James Cole est l'un d'entre eux. Il n'est qu'un instrument de leur avidité, de leur cupidité et de leur soif inextinguible de jouer aux apprentis sorciers. C'est l'une des principales thématiques du film : le Complexe d'Icare. En envoyant James Cole dans le passé, les scientifiques tirent profit de lui. Le but n'est pas d'empêcher l'épidémie, mais d'assouvir de plus grandes ambitions, en particulier celle de toucher et d'aspirer au divin.

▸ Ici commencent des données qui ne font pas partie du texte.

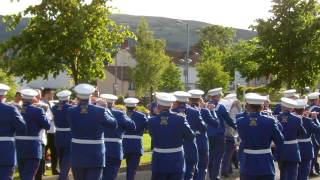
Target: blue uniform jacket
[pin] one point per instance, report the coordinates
(11, 121)
(197, 125)
(306, 148)
(315, 137)
(223, 117)
(256, 132)
(88, 122)
(169, 130)
(212, 121)
(114, 149)
(135, 145)
(292, 129)
(59, 111)
(36, 120)
(277, 110)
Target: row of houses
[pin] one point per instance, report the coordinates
(118, 80)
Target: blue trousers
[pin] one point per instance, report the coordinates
(80, 173)
(6, 172)
(304, 170)
(110, 172)
(202, 164)
(167, 176)
(216, 151)
(288, 170)
(132, 160)
(257, 177)
(190, 170)
(230, 148)
(28, 168)
(315, 164)
(64, 162)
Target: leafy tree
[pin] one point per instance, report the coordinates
(217, 36)
(71, 36)
(288, 43)
(239, 59)
(151, 60)
(171, 79)
(210, 71)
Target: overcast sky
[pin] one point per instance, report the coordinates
(233, 13)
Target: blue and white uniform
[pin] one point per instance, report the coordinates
(63, 133)
(132, 139)
(288, 155)
(29, 149)
(88, 123)
(257, 132)
(11, 122)
(168, 131)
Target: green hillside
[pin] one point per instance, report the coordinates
(166, 28)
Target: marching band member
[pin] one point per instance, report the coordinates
(113, 138)
(288, 154)
(197, 125)
(257, 132)
(168, 131)
(132, 139)
(29, 148)
(212, 123)
(63, 132)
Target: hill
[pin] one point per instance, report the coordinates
(174, 33)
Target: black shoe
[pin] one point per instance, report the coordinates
(225, 175)
(313, 174)
(55, 172)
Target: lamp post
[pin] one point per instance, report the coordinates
(186, 72)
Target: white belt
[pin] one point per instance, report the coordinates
(63, 129)
(258, 151)
(117, 140)
(304, 140)
(28, 138)
(169, 150)
(6, 138)
(132, 137)
(291, 142)
(87, 141)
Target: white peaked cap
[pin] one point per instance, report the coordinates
(110, 98)
(84, 91)
(131, 102)
(215, 92)
(288, 103)
(196, 93)
(182, 96)
(231, 96)
(289, 93)
(300, 104)
(314, 95)
(28, 94)
(64, 95)
(165, 99)
(255, 99)
(3, 89)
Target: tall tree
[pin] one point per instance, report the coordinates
(151, 60)
(288, 44)
(71, 36)
(171, 79)
(210, 71)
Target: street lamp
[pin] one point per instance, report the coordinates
(187, 55)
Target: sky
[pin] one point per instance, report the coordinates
(231, 13)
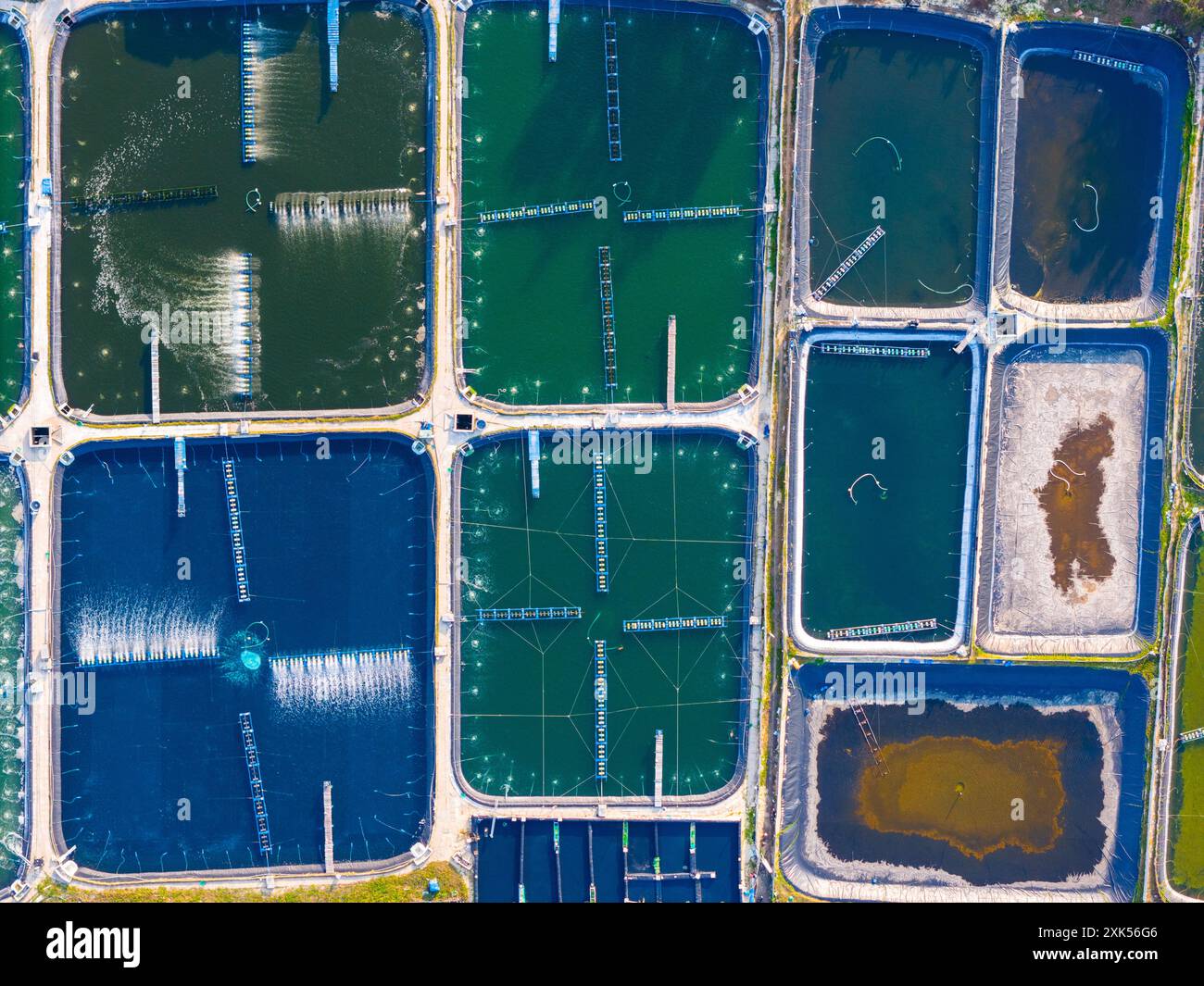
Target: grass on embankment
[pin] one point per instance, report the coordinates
(384, 890)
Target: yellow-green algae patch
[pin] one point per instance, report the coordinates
(974, 794)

A partir de là, le film embarque James Cole et le spectateur dans une boucle temporelle inextricable entre plusieurs époques.
Dans un premier temps, James Cole est envoyé en 1990, époque dans laquelle il fait la rencontre de la psychiatre Kathryn Railly et d'un malade mental du nom de Jeffrey Goines. Puis, James Cole atterrit sous les bombardements de la Première Guerre Mondiale.

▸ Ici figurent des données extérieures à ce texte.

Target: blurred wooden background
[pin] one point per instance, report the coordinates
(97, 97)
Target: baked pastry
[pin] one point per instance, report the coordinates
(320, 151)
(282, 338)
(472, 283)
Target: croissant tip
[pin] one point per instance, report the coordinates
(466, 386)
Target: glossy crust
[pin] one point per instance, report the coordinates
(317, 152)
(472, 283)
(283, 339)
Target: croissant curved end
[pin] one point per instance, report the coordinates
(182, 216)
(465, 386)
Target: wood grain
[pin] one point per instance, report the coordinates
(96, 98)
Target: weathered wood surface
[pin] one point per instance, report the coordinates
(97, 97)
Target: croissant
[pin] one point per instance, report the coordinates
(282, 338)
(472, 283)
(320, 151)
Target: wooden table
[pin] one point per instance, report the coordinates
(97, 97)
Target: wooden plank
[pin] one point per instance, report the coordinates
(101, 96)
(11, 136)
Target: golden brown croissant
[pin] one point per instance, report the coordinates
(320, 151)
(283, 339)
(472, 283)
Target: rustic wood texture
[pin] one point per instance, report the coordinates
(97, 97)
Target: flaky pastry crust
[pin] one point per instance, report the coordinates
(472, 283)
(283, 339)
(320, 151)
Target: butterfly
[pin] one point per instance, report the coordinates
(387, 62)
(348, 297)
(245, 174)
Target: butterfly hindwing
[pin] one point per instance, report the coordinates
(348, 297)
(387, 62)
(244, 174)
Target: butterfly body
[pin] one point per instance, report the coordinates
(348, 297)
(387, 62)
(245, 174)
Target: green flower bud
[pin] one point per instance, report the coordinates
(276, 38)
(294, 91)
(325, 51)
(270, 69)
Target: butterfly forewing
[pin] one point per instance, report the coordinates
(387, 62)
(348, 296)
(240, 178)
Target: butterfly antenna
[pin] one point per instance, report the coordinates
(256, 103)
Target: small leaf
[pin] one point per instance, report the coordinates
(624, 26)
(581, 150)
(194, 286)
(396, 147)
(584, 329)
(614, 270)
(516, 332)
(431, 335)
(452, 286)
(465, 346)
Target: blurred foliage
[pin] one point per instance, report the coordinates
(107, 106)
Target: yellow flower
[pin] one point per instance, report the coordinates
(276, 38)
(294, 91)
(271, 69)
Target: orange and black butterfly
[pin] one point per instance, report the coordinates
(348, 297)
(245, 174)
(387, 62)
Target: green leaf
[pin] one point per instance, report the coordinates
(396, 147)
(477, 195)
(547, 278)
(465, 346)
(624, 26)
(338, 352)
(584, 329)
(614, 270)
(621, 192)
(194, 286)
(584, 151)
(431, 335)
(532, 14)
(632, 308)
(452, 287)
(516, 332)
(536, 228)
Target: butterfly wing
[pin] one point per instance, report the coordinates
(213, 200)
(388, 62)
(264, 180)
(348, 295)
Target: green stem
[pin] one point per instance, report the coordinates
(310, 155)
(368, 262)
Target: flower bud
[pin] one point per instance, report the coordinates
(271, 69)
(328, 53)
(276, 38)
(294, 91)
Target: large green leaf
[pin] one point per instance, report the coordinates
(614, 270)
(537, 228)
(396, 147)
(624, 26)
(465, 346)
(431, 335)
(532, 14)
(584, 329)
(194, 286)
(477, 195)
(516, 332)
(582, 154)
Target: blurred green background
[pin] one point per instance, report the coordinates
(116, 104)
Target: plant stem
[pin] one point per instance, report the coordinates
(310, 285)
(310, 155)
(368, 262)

Enfin, James Cole se retrouve en 1996, date fatidique qui marque les prémices de l'épidémie et la fin de notre monde. "La science n'est pas une science exacte", nous dit Terry Gilliam. Tous ces sauts dans le temps vont évidemment avoir des conséquences sur le scénario, sur le destin tragique de James Cole et sur sa propre personnalité. C'est une autre thématique essentielle du film : le Complexe de Cassandre.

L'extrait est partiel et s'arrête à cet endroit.